Köln – Für Elfi Thurow ist das ein fast unerträglicher Gedanke: Ohne es zu wissen, hat die pensionierte Bildungsreferentin aus Nippes einem rechtsextremen Kandidaten bei der Wahl der Seniorenvertretung ihre Stimme gegeben.

Rechtsextreme Nähe verschwiegen

In dem selbstverfassten Kurzporträt, das den Wahlunterlagen beigefügt ist, hat der Bewerber seine Nähe zu der rechtsextremen Organisation Pro Köln verschwiegen. Ein Verstoß gegen die Wahlregeln ist das allerdings nicht. Denn die Organisatoren der Stadtverwaltung halten Informationen über die jeweilige politische Ausrichtung offenbar für weniger wichtig.

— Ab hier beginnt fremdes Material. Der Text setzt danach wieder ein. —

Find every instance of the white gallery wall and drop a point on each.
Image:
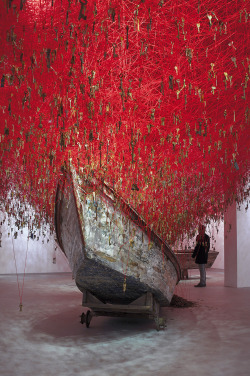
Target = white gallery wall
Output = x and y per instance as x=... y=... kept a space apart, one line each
x=237 y=246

Die Parteizugehörigkeit ist eine freiwillige Angabe; verpflichtend für die Kandidaten sind lediglich Aussagen über das Geburtsjahr, den Beruf, die Nationalität sowie den Stadtteil, in dem sie wohnen. „Die Stadt nimmt billigend in Kauf, dass sich die Rechten einschleichen können“, findet Elfi Thurow.

Alles zum Thema Henriette Reker

Nachdem die 72-Jährige durch einen Bericht im „Kölner Stadt-Anzeiger“ von ihrem Missgeschick erfahren hatte, forderte sie beim Wahlamt ihre Unterlagen zurück. Nichts zu machen, habe ihr ein Mitarbeiter beschieden, einmal abgegeben, lasse sich keine Stimme mehr zurücknehmen. „Das ist ein Unding, die Wahl muss in jedem Fall wiederholt werden“, fordert die Rentnerin.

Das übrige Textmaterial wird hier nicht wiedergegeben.